Infos et inscriptions

La culture et ses institutions étant encore largement confinées pendant la crise sanitaire, la régionale CAL de Charleroi a développé ses activités en plein air, comme les balades philo, parce qu’elles étaient plus facilement organisables et offraient une autre solution que les ateliers en visioconférence. « Le coup de boost sur les activités en plein air a fait aussi qu’on a expérimenté de nouvelles choses, confie l’animateur. Ma collègue Pauline Stavaux a ainsi essayé un jeu de piste philo. Pour ma part, j’ai tenté une balade philo-vélo en bord de Sambre. En fait, nous expérimentons sans cesse de nouveaux dispositifs. »

Trois fois par an, Guillaume Lejeune entraîne donc des publics variés dans des lieux propices à l’émergence de réflexions philosophiques. À Aulne, au pied du grand porche de la porte de Landelies, les vestiges de l’activité religieuse vont permettre au groupe d’interroger le rapport de la religion à la singularité et à la tradition. Montrant un bas-relief représentant la lactation de saint Bernard, l’animateur va poser aux participants la question de la relation au sacré. Saint Bernard, qui aurait demandé à la Vierge Marie de lui montrer un signe de sa puissance, aurait reçu un jet de lait directement de son sein. Or, la lactation est le symbole de la maternité et d’une relation proximale et de confiance, comme celle d’une mère avec son enfant.

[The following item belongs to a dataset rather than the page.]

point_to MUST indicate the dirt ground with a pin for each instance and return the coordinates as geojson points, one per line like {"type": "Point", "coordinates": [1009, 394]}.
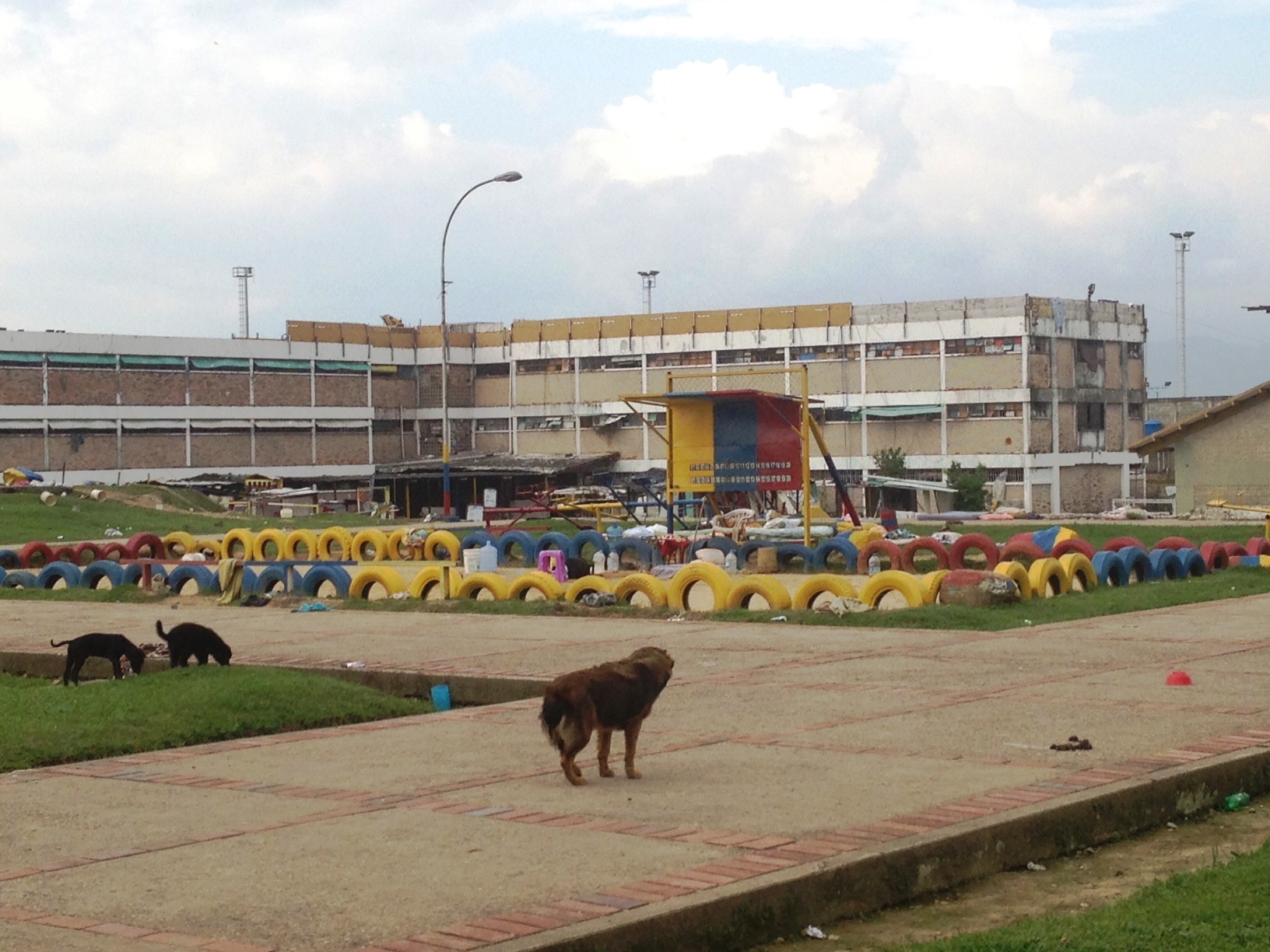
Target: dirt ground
{"type": "Point", "coordinates": [1067, 885]}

« On sort ici d’un contexte où il y aurait une religion paternaliste pour un rapport beaucoup plus maternel au sacré. C’est un rapport qui se répand notamment au Moyen Âge. Ça pose la question de la confiance, par rapport au sacré mais aussi par rapport aux représentations de la religion. La statue est pour moi l’occasion de vous demander quelles seraient les limites de la confiance. » Fusent alors les idées et un débat entre les participants autour de notions telles que la confiance « aveugle », « légitime », « méritée ». Quelqu’un évoque aussi le fait d’en être « digne » et, progressivement, le débat glisse vers les notions de confidence, de respect, de réciprocité, d’expérience, de contrat social, d’esprit critique…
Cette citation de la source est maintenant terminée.